Day 24: Notes on the editing process

Day 24
1hr 45 mins re-order + 30 mins editing + 15 mins planning

+ 30 mins planned writing

Today we are thinking about editing again. This time, there is an awareness of the whole story.

Though it seems like she only wants us to focus our editing on one particular scene, Jacqui provides us with questions which will be useful at the end of a first draft. But I am nowhere near that, in terms of word count or story coherence.

I got the impression reading this that she had been envisaging us writing from the start of our story to the end. Is that how you approached the work? This makes sense of her question about whether you feel the narrative is coherent or if there are missing scenes. My narrative is a Swiss cheese of guess work and contradictions. I had thought that when she had given us prompts to write “a scene where . . .” it meant that we were hopping around the story.

Perhaps I was conditioned to approach the story this way because I didn’t know the underlying structure. I don’t like working linearly if I don’t have a plan, so I felt I could only develop disparate ideas, rather than commit to a direction.

I certainly don’t have a draft that I can edit line-by-line; I have a wordy and speculative collection of scenes. Therefore my response to this exercise was adapted to bring me slightly closer to the coherent narrative she is describing here. Today was the first time that I ordered scenes and placed them in one document. Rather than printing out the whole and going through it with a pencil, which would be premature, I got a sense of how I had distributed the story so far, and which parts are entirely without development. 
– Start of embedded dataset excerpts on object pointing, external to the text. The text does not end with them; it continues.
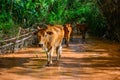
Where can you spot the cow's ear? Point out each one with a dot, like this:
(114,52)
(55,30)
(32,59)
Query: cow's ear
(50,32)
(35,32)
(38,27)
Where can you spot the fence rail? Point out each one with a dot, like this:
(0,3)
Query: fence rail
(16,43)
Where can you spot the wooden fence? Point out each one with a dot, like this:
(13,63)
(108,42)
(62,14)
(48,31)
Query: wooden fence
(14,44)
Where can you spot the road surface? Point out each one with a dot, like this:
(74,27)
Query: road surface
(97,59)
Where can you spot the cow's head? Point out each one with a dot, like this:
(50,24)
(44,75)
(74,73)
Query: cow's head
(44,35)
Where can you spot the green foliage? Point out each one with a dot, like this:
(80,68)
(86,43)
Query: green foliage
(27,12)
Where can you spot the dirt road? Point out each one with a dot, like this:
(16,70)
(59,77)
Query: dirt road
(95,60)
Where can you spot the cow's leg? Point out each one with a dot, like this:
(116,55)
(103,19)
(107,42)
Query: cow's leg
(68,41)
(83,36)
(50,54)
(58,52)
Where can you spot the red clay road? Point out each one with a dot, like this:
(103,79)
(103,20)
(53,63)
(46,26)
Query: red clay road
(96,60)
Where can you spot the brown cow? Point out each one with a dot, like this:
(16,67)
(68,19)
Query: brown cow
(68,32)
(51,39)
(83,29)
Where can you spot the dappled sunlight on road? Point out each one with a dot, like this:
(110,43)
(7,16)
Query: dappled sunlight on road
(96,60)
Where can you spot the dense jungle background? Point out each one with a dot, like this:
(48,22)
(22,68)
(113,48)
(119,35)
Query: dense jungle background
(102,16)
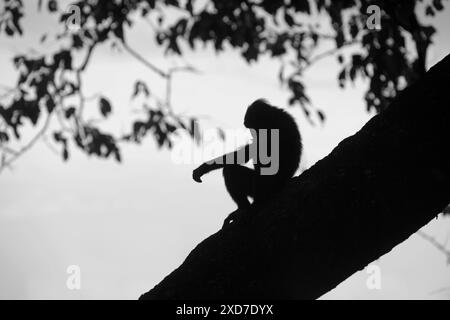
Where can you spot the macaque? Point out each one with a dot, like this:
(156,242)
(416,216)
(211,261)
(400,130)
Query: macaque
(275,150)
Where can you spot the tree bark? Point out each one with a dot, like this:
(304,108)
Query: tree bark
(372,192)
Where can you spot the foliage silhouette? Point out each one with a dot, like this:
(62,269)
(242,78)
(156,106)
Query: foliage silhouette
(292,31)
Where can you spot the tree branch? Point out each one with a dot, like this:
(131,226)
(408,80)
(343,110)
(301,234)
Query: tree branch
(6,162)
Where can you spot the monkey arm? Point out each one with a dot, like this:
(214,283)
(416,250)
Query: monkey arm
(240,156)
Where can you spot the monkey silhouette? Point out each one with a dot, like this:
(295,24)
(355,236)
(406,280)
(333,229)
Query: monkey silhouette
(274,130)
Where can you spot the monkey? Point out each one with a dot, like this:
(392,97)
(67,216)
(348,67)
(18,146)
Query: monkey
(272,129)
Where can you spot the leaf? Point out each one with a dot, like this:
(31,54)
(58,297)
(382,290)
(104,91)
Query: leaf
(69,112)
(52,6)
(288,18)
(105,107)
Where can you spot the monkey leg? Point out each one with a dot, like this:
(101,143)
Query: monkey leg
(239,181)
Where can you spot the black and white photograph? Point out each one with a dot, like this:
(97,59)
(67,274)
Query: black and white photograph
(225,155)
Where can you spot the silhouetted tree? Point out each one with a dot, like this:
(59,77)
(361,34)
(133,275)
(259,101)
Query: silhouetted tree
(373,191)
(293,32)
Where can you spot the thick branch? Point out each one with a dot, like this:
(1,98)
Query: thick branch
(371,193)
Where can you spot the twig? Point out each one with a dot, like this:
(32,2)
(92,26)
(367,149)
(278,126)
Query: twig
(7,162)
(143,60)
(327,53)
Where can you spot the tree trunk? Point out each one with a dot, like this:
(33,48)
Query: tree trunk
(372,192)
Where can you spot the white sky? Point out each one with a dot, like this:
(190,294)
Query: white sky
(128,225)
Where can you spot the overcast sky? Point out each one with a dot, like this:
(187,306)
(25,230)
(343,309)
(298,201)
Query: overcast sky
(129,225)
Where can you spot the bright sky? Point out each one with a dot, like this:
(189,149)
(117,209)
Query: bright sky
(128,225)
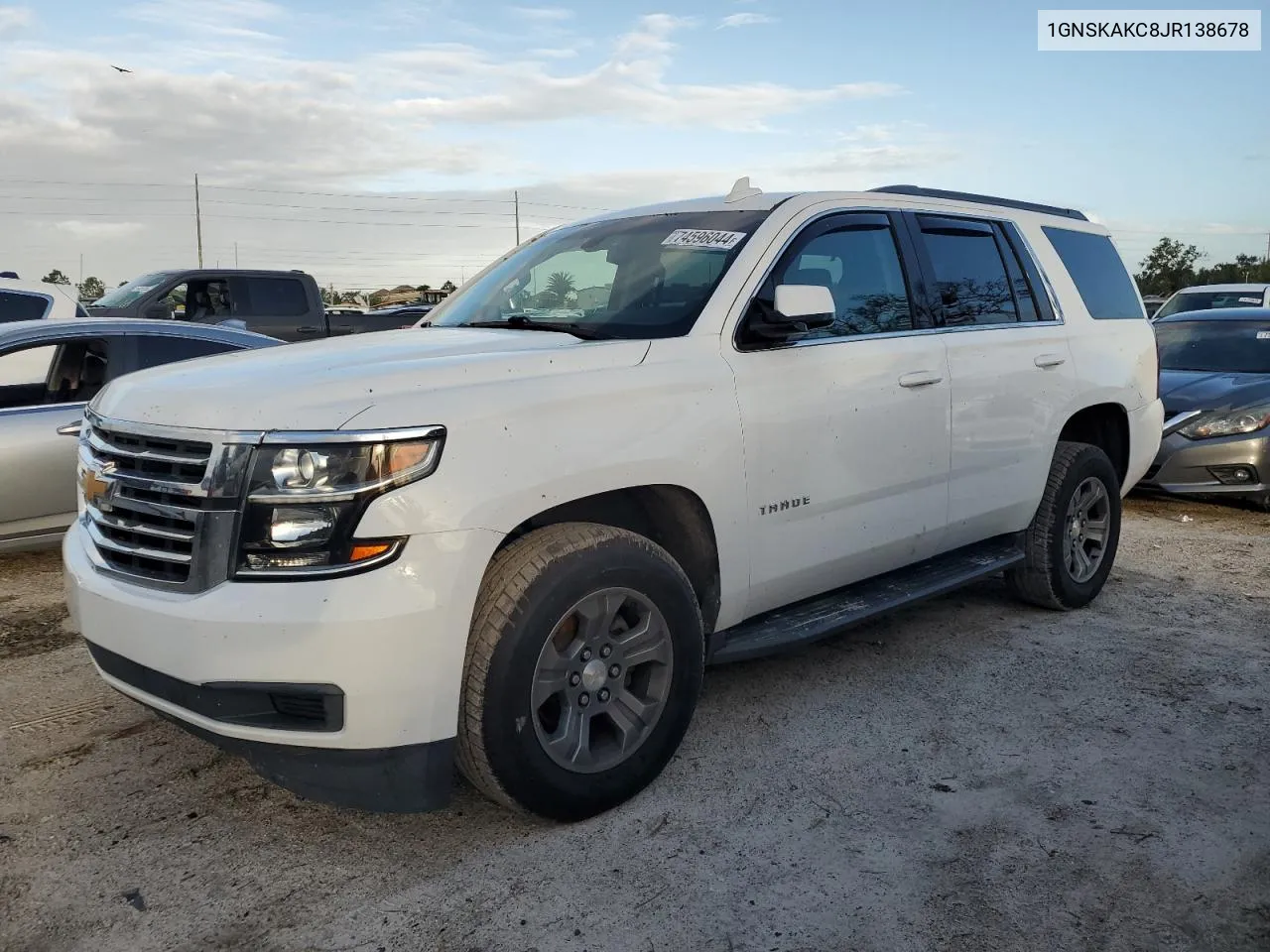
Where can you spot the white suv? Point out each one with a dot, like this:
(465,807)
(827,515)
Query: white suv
(661,438)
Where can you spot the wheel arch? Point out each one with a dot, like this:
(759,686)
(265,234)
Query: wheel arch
(1103,425)
(674,517)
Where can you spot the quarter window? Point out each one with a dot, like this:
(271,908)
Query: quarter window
(18,306)
(1097,272)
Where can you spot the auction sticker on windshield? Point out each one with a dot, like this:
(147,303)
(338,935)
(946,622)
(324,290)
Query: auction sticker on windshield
(699,238)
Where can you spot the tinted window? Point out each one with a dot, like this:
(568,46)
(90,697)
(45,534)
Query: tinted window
(272,298)
(154,350)
(860,266)
(1095,266)
(1216,347)
(1210,301)
(969,273)
(17,306)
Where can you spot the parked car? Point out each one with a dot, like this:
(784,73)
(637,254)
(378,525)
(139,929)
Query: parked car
(36,299)
(49,371)
(516,539)
(282,304)
(1214,381)
(404,315)
(1205,298)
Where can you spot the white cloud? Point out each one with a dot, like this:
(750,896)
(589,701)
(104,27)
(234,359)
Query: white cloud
(630,85)
(14,19)
(744,19)
(89,230)
(552,14)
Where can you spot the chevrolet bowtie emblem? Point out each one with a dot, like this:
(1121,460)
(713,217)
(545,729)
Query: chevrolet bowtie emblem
(95,489)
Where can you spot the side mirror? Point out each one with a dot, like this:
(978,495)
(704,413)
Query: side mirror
(810,304)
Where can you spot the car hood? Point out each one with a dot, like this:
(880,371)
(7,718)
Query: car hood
(324,385)
(1202,390)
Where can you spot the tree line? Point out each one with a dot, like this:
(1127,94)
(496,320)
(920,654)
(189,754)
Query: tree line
(1171,267)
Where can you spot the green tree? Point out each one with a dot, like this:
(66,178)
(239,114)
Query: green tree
(561,285)
(1243,268)
(1169,267)
(91,289)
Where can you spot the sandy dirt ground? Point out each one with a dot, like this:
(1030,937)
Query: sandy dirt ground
(966,774)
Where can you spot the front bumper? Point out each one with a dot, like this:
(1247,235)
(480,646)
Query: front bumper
(390,643)
(1187,466)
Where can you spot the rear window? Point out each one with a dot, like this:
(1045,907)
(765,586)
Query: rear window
(1097,272)
(18,306)
(1214,347)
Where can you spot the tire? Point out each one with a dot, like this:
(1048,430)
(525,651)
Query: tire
(530,629)
(1047,576)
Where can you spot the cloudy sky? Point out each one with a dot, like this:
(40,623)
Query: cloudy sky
(380,143)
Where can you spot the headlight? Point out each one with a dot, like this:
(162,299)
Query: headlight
(1248,420)
(309,490)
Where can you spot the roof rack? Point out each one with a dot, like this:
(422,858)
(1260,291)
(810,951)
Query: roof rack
(982,199)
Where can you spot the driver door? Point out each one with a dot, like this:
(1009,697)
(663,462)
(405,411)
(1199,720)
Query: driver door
(44,390)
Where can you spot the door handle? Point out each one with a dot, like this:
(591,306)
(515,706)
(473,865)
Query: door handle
(919,379)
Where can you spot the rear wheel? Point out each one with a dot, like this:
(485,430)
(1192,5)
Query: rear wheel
(1072,540)
(583,669)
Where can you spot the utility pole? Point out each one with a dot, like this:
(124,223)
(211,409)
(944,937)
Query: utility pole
(198,222)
There is some stuff there which might survive a proper story plan, but there’s already parts which clash with later ideas, and will probably be re-written or removed.

Exercise

  • Print out + edit work to date
  • Type up a revised scene (I guess this means re-type for most people)
  • 500 words (I added 30 mins editing + 15 minutes planning): add to your revised scene

My response

  • Re-ordering the scenes took most of my time, but I still focused on one scene to edit in detail. Then I did the usual 30 mins general edit / re-writing and 15 mins planning, before adding 500 words more to the edited scene.
  • Another note on timing: if we are at the target word count of 23,000 then surely reading through — let alone editing — is going to take far more time than the usual 1 hr or so. I didn’t try editing mine line by line, but it still took a while to compile it all. A proper edit on 23k would take me hours and hours and hours. This feels like a weird thing to suggest at this stage. Am I missing something obvious?
  • I was re-working an early scene. I did feel more confident to go back and write earlier dialogue between the main characters, having some sense of where they would get to, therefore how to pace it and what ironic layers to put in. I’m still not sure of their profiles, though, so writing them feels as exploratory now as it did at the start. I am confirmed in my view that I need to think through a character and their journey before I start trying to put them into a story.
  • I wonder what would have happened had I written the draft in a linear way. I think that for the rest of the guide (6 days), I will do that. I’ll carry on from this early scene, not skip ahead, and see where it takes me compared to my previous approach.